Along with paper balloting, Merrill’s office has yet to endorse any kind of electronic poll book and continues to urge towns to maintain paper voter rolls.
While election officials are taking a second look at security amid the U.S. Department of Justice investigation into Russian interference, which Mueller is leading, the conduct in Friday’s indictment would fall outside the purview of Merrill’s agency.
The indictment accused 13 Russians, working for an operation called Internet Research Agency LLC, of using stolen identities and fake media accounts to try and influence U.S. voters. The organization, which had a monthly budget of $1.25 million, also paid for social media ads and held rallies as part of its campaign, the indictment stated.
The group, according to the indictment, initially began its efforts aiming to keep Democrat Hillary Clinton from winning and to “sow discord” among U.S. voters, but later also backed Republican Donald Trump and Democrat U.S. Sen. Bernie Sanders.
Federal law has restrictions on the ability of foreign entities to influence U.S. elections. State law, meanwhile, largely focuses on disclosure of expenditures and not on election activity.
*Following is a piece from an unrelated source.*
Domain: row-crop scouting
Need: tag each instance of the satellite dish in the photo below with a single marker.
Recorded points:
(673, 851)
Anyone who contributes more than $1,000 in goods or services in support of or opposition to a candidate must disclose that information to the State Elections Enforcement Commission. The state also requires anyone to register as lobbyist and make filings to the Office of State Ethics if they spend $3,000 or more to lobby on an issue.
Tech companies have spent months pledging to fix their platforms ahead of the upcoming midterm elections this year, and reiterated those promises Friday, according to the Associated Press. Officials with Twitter and Facebook have both said their companies are working to address the issue, according to the AP.
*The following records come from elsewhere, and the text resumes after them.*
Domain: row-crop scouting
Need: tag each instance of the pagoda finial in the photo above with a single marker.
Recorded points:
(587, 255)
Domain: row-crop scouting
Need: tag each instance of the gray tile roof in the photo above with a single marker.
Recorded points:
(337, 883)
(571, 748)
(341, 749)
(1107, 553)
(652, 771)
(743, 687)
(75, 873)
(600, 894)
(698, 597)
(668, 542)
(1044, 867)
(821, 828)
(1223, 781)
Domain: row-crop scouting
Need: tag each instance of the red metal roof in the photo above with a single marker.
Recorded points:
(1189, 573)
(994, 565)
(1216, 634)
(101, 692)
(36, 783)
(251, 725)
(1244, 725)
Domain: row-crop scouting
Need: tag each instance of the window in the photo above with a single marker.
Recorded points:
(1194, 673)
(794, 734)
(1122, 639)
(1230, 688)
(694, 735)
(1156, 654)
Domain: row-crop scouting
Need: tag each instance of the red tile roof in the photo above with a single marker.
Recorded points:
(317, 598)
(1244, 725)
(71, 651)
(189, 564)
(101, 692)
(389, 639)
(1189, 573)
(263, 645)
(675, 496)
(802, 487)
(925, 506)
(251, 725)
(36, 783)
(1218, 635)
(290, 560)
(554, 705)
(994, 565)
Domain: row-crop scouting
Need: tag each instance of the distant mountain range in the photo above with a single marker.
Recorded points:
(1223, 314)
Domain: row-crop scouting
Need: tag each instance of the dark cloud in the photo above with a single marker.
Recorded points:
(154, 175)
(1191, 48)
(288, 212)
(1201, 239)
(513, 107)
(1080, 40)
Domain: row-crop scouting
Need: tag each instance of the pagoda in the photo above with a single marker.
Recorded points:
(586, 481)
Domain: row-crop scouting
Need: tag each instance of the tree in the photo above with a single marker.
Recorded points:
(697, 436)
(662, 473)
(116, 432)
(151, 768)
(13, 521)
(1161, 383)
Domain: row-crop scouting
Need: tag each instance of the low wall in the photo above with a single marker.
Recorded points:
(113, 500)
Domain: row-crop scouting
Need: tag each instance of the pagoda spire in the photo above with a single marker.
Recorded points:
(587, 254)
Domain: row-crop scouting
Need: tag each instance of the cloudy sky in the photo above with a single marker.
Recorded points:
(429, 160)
If the tech companies don’t take action, said Scott McLean, chairman of the political science department at Quinnipiac University, it’s Congress, and not state officials, who can press them for solutions. He also said that will be difficult without Trump’s agreement on action.
“He has not taken the security threat posed by Russia seriously as a national security issue,” McLean said. “He has turned it into something personal. ..undermining his legitimacy.
McLean was encouraged to see the heads of intelligence agencies call the interference a national security threat.
“That’s significant even if the president isn’t saying it but the people he relies on it are saying it,” he said.
McLean said most technical solutions can be addressed at the state level, but cautions state races could also be affected in 2018.
“I don’t think we should assume this is only on the federal level,” McLean said.